Last modified: 2014-10-31 12:54:58 UTC
The bits and upload webrequest partition [1] for 2014-10-30T21/1H have not been marked successful. What happened? [1] _________________________________________________________________ qchris@stat1002 // jobs: 0 // time: 08:12:06 // exit code: 130 cwd: ~ ~/cluster-scripts/dump_webrequest_status.sh +------------------+--------+--------+--------+--------+ | Date | bits | mobile | text | upload | +------------------+--------+--------+--------+--------+ [...] | 2014-10-30T19/1H | . | . | . | . | | 2014-10-30T20/1H | . | . | . | . | | 2014-10-30T21/1H | X | . | . | X | | 2014-10-30T22/1H | . | . | . | . | | 2014-10-30T23/1H | . | . | . | . | [...] +------------------+--------+--------+--------+--------+ Statuses: . --> Partition is ok M --> Partition manually marked ok X --> Partition is not ok (duplicates, missing, or nulls)
For bits, it only affected cp3020. The affected period is 2014-10-30T21:25:41/2014-10-30T21:26:26. No lost messages, only 70660 duplicates, which is <2 seconds worth of data for bits.

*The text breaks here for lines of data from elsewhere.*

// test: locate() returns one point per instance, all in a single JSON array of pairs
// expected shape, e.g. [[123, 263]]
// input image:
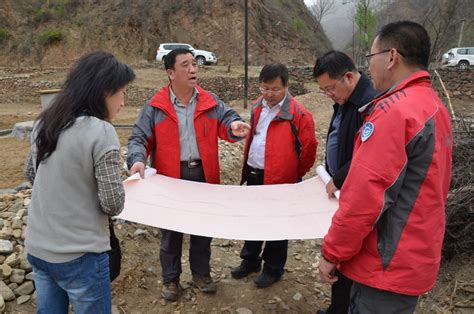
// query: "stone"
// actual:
[[6, 247], [26, 288], [17, 223], [23, 299], [24, 264], [6, 292], [17, 233], [12, 285], [24, 186], [33, 298], [139, 232], [12, 260], [270, 306], [6, 233], [297, 296], [17, 276], [115, 309], [20, 213], [283, 306], [15, 207], [7, 195], [5, 271]]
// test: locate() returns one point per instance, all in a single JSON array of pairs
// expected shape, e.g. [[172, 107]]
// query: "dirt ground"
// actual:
[[137, 290]]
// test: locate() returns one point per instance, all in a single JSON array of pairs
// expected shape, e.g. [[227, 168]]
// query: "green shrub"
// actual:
[[4, 35], [61, 8], [41, 15], [299, 25], [50, 37]]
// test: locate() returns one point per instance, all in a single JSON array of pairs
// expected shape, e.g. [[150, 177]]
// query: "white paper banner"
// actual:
[[265, 212]]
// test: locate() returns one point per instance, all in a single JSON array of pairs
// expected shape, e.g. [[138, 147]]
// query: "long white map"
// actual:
[[266, 212]]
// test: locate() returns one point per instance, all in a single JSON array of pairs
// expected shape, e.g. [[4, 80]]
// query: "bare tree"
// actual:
[[320, 8], [438, 18]]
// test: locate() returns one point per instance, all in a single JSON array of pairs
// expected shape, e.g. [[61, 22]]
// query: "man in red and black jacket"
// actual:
[[179, 129], [388, 231], [280, 148]]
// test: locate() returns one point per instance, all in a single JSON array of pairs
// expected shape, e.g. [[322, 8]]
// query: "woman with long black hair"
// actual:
[[74, 164]]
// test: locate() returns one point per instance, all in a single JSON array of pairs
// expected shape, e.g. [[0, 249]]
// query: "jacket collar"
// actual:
[[358, 94], [286, 112], [162, 100], [417, 77]]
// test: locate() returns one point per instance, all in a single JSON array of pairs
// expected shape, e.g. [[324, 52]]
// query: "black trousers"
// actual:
[[340, 295], [275, 252], [172, 243], [365, 299]]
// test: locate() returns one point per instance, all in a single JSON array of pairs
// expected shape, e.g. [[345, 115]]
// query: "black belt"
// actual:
[[191, 163], [255, 171]]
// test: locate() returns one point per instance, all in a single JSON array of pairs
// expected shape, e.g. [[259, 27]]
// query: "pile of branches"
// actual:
[[459, 236]]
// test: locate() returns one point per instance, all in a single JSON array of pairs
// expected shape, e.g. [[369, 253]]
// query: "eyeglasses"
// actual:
[[369, 56], [330, 89], [274, 91]]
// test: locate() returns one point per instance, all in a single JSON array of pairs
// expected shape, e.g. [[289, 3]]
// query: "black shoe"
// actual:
[[170, 291], [204, 283], [265, 280], [244, 269]]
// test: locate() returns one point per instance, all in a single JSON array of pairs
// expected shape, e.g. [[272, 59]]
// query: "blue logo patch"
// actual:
[[367, 131]]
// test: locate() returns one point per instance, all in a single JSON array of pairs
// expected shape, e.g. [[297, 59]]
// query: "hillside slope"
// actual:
[[54, 32]]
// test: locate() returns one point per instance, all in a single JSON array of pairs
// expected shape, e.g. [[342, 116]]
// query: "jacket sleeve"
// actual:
[[340, 176], [309, 144], [142, 141], [377, 165], [226, 115]]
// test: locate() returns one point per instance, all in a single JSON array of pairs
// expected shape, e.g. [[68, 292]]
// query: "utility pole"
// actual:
[[246, 35], [460, 32]]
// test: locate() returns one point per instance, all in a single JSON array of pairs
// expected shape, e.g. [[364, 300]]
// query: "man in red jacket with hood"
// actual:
[[388, 231], [179, 128]]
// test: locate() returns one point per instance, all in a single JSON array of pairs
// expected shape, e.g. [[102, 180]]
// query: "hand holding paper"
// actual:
[[324, 175]]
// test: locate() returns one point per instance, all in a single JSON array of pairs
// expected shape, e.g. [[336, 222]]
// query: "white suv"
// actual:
[[462, 57], [202, 56]]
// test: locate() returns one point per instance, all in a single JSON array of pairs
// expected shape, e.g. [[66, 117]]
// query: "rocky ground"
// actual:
[[138, 287]]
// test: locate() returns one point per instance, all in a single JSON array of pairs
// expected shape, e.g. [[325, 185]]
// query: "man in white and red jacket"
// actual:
[[388, 231], [280, 148]]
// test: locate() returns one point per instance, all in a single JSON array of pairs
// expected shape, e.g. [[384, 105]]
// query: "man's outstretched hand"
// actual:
[[240, 128]]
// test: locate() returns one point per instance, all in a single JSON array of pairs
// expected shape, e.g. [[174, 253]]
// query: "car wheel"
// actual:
[[201, 60], [463, 65]]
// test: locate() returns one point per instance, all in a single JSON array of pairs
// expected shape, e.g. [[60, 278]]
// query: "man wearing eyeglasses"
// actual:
[[388, 231], [280, 148], [339, 80]]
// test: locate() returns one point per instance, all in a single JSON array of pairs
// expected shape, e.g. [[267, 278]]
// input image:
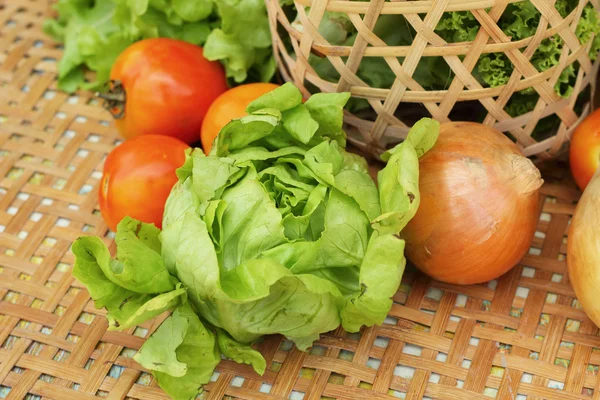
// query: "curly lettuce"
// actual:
[[519, 21], [95, 32], [278, 231]]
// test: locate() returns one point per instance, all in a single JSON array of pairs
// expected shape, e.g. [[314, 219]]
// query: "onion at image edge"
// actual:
[[479, 203], [583, 252]]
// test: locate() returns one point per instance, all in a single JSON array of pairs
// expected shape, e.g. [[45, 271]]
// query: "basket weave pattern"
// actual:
[[522, 335], [387, 128]]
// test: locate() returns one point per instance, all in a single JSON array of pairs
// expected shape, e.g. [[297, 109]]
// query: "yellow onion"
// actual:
[[478, 211], [583, 249]]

For bits, it only affected cp3018. The affected period is 2014-10-30T21:25:18/2014-10-30T21:26:10. No lost messages, only 34087 duplicates, which is <2 seconds worth of data for upload. I could not find anything relevant in puppet, nor in SAL. It's again only esams. According to ganglia, kafka.rdkafka.brokers.*.rtt.avg's Max went up during that time on * cp3018 to 6.0M for analytics1018) * cp3020 to 12.6M for analytics1018) But other caches had even higher Max values for that average ( cp3019 had 36.7M for analytics1021 cp3010 had 11.8M for analytics1021 cp3010 had 8.8M for analytics1022 ), but did not show duplicates. According to ganglia, kafka.rdkafka.brokers.*.outbuf_cnt's Max went up during that time on * cp3018 to 334.9 for analytics1022 (not analytics1018! It had 28.4 max for analytics1018) * cp3020 to 720.8 for analytics1018 But cp3019 had 479 for analytics1021 (i.e. a similar Max value), but did not show duplicates.